The hon. member would have to admit that this is a major step forward. Even the wording of the act can be changed to strengthen it and it is certainly the intention of members of this government and this caucus to support such cases. That is the reason the committee was established and why it was mandated by this Parliament to use its judgment to see how the resolution and the charter could be improved upon.

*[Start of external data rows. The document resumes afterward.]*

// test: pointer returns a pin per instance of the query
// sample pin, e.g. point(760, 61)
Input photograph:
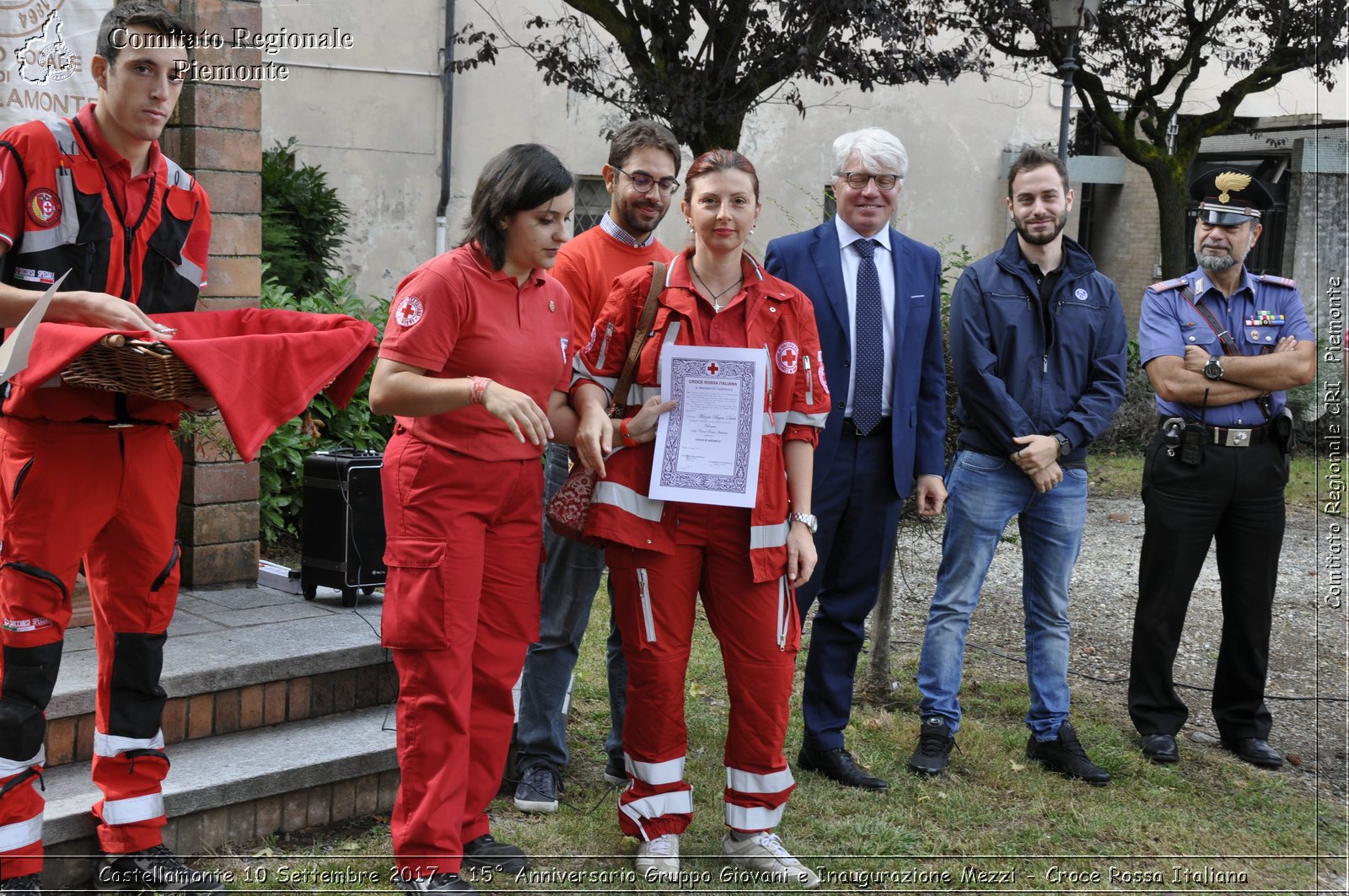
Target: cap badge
point(1231, 182)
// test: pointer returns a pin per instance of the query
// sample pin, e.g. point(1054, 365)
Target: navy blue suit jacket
point(809, 260)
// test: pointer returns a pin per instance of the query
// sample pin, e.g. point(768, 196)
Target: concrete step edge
point(235, 768)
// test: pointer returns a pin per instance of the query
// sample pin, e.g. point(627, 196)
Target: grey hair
point(876, 148)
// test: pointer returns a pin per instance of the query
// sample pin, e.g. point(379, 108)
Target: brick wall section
point(189, 718)
point(1126, 242)
point(218, 138)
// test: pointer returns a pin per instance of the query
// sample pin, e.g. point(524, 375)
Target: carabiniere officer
point(1221, 346)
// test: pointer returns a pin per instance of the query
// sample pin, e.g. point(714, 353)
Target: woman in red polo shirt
point(742, 561)
point(476, 348)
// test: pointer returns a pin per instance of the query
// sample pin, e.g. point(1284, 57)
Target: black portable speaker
point(341, 537)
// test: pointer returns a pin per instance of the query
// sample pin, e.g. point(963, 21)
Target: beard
point(1216, 263)
point(1042, 239)
point(631, 222)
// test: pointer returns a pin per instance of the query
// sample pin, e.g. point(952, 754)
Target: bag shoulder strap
point(1229, 346)
point(644, 327)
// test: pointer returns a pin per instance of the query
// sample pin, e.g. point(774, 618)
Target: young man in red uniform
point(94, 474)
point(641, 180)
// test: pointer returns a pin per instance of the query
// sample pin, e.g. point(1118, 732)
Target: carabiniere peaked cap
point(1229, 197)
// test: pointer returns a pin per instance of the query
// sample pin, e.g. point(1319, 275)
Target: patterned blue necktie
point(868, 341)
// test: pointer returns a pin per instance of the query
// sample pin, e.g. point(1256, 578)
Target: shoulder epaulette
point(1278, 281)
point(1164, 285)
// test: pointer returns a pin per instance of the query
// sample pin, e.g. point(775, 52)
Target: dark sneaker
point(838, 765)
point(1065, 754)
point(1255, 750)
point(934, 752)
point(433, 884)
point(537, 790)
point(485, 851)
point(153, 869)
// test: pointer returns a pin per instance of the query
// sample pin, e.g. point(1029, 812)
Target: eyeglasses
point(857, 180)
point(644, 182)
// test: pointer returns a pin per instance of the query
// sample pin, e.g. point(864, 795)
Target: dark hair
point(715, 161)
point(638, 135)
point(1034, 157)
point(517, 179)
point(152, 15)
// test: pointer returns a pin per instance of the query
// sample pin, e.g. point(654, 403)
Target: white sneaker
point(658, 860)
point(766, 853)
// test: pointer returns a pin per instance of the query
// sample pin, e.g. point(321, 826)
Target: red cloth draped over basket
point(262, 366)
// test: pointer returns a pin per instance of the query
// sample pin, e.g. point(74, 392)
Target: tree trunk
point(876, 684)
point(1169, 184)
point(717, 135)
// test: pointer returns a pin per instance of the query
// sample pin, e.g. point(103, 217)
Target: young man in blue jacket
point(1038, 347)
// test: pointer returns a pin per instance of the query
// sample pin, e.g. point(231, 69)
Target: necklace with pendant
point(717, 297)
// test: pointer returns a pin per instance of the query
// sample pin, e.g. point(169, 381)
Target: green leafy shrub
point(324, 426)
point(303, 222)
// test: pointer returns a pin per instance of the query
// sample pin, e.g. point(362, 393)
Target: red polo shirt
point(455, 316)
point(128, 192)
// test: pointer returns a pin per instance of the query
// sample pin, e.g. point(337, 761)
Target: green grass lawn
point(996, 822)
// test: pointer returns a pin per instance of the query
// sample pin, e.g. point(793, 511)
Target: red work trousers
point(111, 496)
point(755, 622)
point(463, 548)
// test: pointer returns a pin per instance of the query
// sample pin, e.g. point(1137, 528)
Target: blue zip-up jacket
point(1016, 381)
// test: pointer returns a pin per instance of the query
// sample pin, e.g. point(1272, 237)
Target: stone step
point(234, 788)
point(239, 659)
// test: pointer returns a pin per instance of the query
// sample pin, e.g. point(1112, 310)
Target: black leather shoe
point(1252, 749)
point(1160, 749)
point(934, 750)
point(485, 851)
point(838, 765)
point(1065, 754)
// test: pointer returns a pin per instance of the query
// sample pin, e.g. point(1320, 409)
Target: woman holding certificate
point(476, 350)
point(744, 561)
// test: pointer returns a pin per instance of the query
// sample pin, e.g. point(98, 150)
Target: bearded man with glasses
point(877, 307)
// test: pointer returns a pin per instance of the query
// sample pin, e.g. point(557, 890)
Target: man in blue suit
point(879, 309)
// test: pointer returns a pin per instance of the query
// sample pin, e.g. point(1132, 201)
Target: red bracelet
point(476, 386)
point(622, 431)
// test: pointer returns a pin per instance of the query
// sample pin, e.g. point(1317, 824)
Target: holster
point(1283, 429)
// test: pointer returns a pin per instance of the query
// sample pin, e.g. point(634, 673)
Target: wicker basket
point(137, 368)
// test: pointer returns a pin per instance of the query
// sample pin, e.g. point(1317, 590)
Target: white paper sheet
point(707, 449)
point(13, 352)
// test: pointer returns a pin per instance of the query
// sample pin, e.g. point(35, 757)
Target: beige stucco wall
point(378, 134)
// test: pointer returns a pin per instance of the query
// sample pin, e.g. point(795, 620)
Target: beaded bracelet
point(476, 386)
point(622, 431)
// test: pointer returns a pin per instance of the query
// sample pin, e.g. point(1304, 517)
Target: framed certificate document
point(707, 448)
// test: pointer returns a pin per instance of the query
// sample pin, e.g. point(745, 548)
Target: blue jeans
point(570, 581)
point(985, 493)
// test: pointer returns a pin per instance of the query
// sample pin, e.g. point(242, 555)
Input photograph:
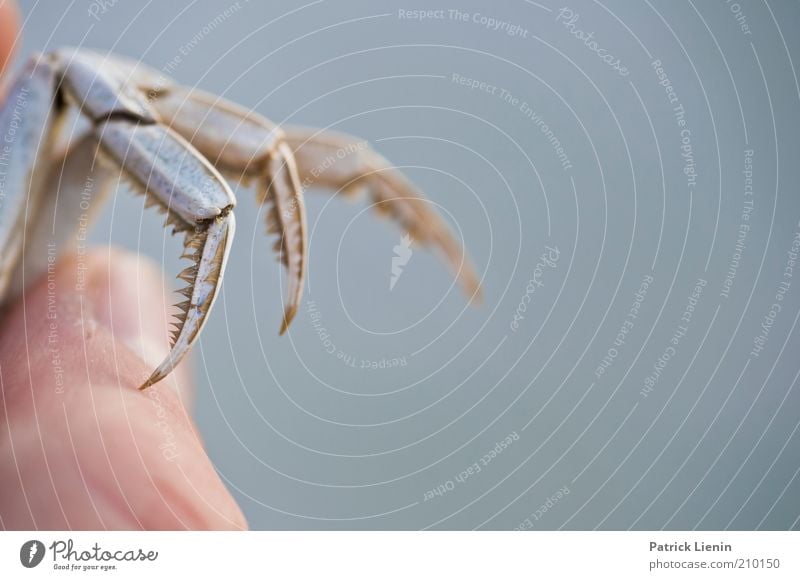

The government, the Prime Minister, the Minister of Justice and I have all indicated this to organizations with which we have met. I have met with the advisory council and the national action committee, and perhaps more women’s groups than the hon. member over the last two months, to discuss this matter and I indicated, that we are prepared to look at any proposed changes which would improve upon the law. But we do want to see the committee’s considerations because 1, for one, would not want to impose my judgment on that committee. It has a mandate from this Parliament which I respect, and I assume that it will follow through, listen to briefs put before it, then act and use its judgment accordingly. It is very important that we recognize and respect the due procedures of this House.
It would be wrong for the hon. member to try to create false confrontation where there is none because we have already indicated our interest in improving upon the charter and our interest in looking with favour upon the recommendations of the committee.
Miss Jewett: Mr. Chairman, the reason I was so conciliatory is because I am so concerned about this matter that I want the minister to give it serious attention. That is why I have been trying to talk about it in a non-confrontational way. The fact is, the minister has not read the briefs very carefully or, if he has, he has not understood them.
They are not contradictory. I am speaking now of the Human Rights Commission brief, the NAC brief and his own advisory council brief as well as the National Association of Women and the Law brief. All hone in on the same point so it is wrong to say that they are contradictory. They all point out very carefully that the matter is complex and that entrenchment of the same words will not do any good at all. The most recent brief points out that an examination of the two leading sex inequality cases, Lavell and Bliss, reveals that the decisions did not turn on a difference between a statutory and a constitutional standard for equality. It says that they are not at all confident that the Supreme Court will begin to interpret this clause, which is worded exactly the same as it is in the Canadian Bill of Rights, in a broader way simply because it is entrenched and that in their view these words are likely to receive exactly the same interpretation after entrenchment as before. That is the view of all of the constitutional experts who have helped these groups to prepare briefs. There is no contradiction whatsoever.
The Curr case that the minister mentioned is irrelevant. The Baines paper did discuss it very briefly because it is not relevant to the equality of women.
As to the three-year time period, Mr. Chairman, they have all said the same. The only part of the constitutional document that says this clause does not have to be enforced for three years will prevent a good deal of the inequality that now exists from being adjudicated. This is a very serious question. I am glad the minister has talked to these groups but I am sorry that he did not consult them ahead of time, particularly the advisory council. I think they would have been helpful in drawing up the constitutional proposals in a more reasonable fashion in the first place.
I am sorry that the minister has not taken up the cause more vigorously than he has to date. I would have thought that one way to do that would be to use his influence with the Minister of Justice and his department to ensure that the changes unanimously agreed upon will be made. I hope he will reconsider his rather laissez-faire attitude on a matter that I am sure concerns him as much as it does all the women for whom, in a way, he speaks as the minister responsible for women.